Question 4: What symptoms might I experience after quitting smoking, and how can I cope with those symptoms?

That is a very wonderful question. It seems like you want to take a great step forward in bettering your health. Nicotine is a drug in tobacco that affects the brain in different ways like mood-boosting, reducing appetite, etc., but on the withdrawal of nicotine, you might experience intense cravings for nicotine, tingling in the feet and hands, insomnia, and weight gain sometimes (Carter et al., 2015). Some of the suggestions that I give you to cope the symptoms are not to be around with smokers and to remind yourself that these feelings are temporary. Self-meditation is the key. You can use some nicotine replacement products like nicotine gums, which can be used as nicotine replacement therapy.

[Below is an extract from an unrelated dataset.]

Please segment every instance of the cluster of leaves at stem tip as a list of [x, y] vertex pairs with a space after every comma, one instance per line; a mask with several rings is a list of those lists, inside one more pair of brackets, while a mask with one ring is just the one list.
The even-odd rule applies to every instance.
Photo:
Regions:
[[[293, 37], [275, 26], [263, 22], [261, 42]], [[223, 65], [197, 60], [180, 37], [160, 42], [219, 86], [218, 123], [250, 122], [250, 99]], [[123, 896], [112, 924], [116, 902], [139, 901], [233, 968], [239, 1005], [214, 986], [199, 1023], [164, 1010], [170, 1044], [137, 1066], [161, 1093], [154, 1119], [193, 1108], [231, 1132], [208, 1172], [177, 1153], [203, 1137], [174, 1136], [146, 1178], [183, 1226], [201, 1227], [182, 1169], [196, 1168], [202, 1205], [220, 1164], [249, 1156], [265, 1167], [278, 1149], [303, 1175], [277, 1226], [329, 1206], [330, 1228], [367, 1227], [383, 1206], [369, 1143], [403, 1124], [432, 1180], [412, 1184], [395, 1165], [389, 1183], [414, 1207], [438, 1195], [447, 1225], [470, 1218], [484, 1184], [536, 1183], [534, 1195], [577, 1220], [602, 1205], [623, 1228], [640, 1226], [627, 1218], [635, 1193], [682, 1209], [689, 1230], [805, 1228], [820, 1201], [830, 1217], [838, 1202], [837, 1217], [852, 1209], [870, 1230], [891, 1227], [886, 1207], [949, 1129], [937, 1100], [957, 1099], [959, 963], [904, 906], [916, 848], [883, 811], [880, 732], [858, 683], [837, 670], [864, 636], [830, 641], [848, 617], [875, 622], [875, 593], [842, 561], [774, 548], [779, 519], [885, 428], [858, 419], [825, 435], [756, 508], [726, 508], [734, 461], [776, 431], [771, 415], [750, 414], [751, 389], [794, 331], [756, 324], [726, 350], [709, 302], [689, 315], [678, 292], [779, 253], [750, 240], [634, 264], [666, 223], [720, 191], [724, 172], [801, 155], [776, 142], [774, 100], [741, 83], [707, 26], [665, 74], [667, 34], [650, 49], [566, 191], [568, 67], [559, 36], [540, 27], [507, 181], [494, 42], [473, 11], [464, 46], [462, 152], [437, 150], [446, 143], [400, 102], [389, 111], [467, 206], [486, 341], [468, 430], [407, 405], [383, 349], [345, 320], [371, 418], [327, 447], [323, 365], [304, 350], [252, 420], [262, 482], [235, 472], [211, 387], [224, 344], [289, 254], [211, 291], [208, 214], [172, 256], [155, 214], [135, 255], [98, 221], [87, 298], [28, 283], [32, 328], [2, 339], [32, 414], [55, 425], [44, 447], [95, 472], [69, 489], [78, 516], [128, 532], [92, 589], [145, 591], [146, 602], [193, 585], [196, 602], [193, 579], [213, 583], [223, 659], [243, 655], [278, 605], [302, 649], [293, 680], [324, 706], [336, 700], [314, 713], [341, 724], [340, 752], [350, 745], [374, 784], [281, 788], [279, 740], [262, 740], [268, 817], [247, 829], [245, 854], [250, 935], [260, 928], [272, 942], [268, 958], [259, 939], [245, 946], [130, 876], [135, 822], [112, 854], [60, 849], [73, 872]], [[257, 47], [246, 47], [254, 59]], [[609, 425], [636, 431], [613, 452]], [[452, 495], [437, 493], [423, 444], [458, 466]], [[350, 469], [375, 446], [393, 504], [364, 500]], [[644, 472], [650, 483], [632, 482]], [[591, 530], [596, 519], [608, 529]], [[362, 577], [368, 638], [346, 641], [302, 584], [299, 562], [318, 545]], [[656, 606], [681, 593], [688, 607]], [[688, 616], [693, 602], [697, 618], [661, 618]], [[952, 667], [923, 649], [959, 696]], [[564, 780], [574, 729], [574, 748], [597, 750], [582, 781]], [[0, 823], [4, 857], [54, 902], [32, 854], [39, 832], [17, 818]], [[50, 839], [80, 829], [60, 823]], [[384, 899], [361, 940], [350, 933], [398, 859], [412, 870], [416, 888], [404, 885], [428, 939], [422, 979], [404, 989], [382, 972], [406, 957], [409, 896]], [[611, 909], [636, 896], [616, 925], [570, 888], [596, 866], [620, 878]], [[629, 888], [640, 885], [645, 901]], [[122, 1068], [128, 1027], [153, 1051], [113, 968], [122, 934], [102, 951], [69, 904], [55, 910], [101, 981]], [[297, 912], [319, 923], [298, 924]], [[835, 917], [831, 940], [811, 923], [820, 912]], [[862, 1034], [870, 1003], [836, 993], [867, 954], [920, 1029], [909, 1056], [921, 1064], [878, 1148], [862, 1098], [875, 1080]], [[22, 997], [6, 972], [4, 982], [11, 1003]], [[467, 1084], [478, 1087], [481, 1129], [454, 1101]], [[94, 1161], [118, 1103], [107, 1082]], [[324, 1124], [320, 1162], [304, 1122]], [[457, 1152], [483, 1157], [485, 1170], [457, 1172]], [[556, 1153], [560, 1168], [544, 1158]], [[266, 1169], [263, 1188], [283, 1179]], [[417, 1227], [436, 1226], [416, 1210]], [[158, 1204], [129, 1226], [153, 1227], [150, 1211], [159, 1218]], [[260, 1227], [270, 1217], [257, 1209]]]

Critical Issues: Positives

  • Sven is eager to see a glimpse of the positive side of his life, and his wife Nancy is helping him out in every possible way, which is very positive for Sven and his family.
  • Sven is 35, a 35-year-old man mentally aware of his disease and is ready to digest the harsh memories of the past and look forward.
  • Quitting smoking lets Sven breathe more easily. It will also add years to Sven’s life and boost the chances of a healthy, happier old life.
  • Sven is now under a self-meditation process that will help him cope with his stress and stay away from his smoking addiction.
  • Sven is trying to accept the things that he cannot change and trying to take control of the situations by being positive, which shows how hard he wants to fight his cancer and wants his stress-free life back.

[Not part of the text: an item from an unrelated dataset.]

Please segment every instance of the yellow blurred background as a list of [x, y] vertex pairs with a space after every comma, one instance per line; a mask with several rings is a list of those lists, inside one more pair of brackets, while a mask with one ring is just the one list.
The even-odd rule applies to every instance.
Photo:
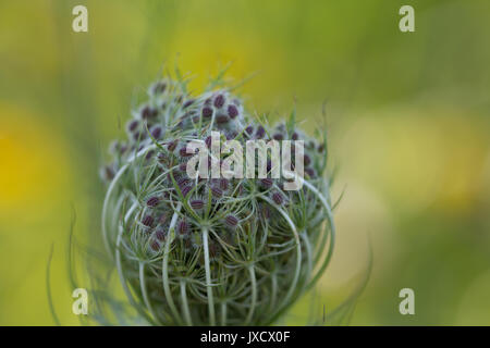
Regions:
[[[88, 33], [72, 9], [88, 9]], [[415, 9], [415, 33], [399, 9]], [[100, 228], [98, 166], [164, 62], [256, 73], [249, 110], [314, 130], [327, 101], [338, 246], [327, 311], [373, 269], [351, 324], [490, 325], [490, 2], [0, 1], [0, 324], [63, 324], [66, 243]], [[87, 285], [88, 286], [88, 285]], [[415, 291], [401, 315], [399, 291]], [[307, 304], [295, 309], [299, 314]], [[298, 314], [298, 315], [299, 315]], [[301, 315], [299, 315], [301, 316]], [[301, 324], [299, 321], [292, 323]]]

Critical Issues: Negatives

  • Smoking assists the human body in controlling its weight & some of its credit goes to nicotine. After quitting smoking, Sven may experience a gain in weight (Cheng et al., 2016).
  • Sven still sometimes shows some signs of depression and takes stress when he feels alone, which will only go away with time and self-medication.
  • Sven is not very well aware of the diseases that can be caused by stress and smoking, which, in a short time, he cannot learn. He needs to spend more time in rehab to learn how to manage stress on a daily basis.
  • While some things in life cannot be changed or whipped away, there is this abusive event in Sven’s life that will be affecting him for a very long time.
  • Dizziness and frustration may also be caused by quitting smoking for some early days.

References

Carter, B. D., Abnet, C. C., Feskanich, D., Freedman, N. D., Hartge, P., Lewis, C. E., … & Jacobs, E. J. (2015). Smoking and mortality—beyond established causes. New England journal of medicine372(7), 631-640.

Cheng, T. Y. D., Cramb, S. M., Baade, P. D., Youlden, D. R., Nwogu, C., & Reid, M. E. (2016). The international epidemiology of lung cancer: latest trends, disparities, and tumor characteristics. Journal of Thoracic Oncology11(10), 1653-1671.

Islami, F., Torre, L. A., & Jemal, A. (2015). Global trends of lung cancer mortality and smoking prevalence. Translational lung cancer research4(4), 327.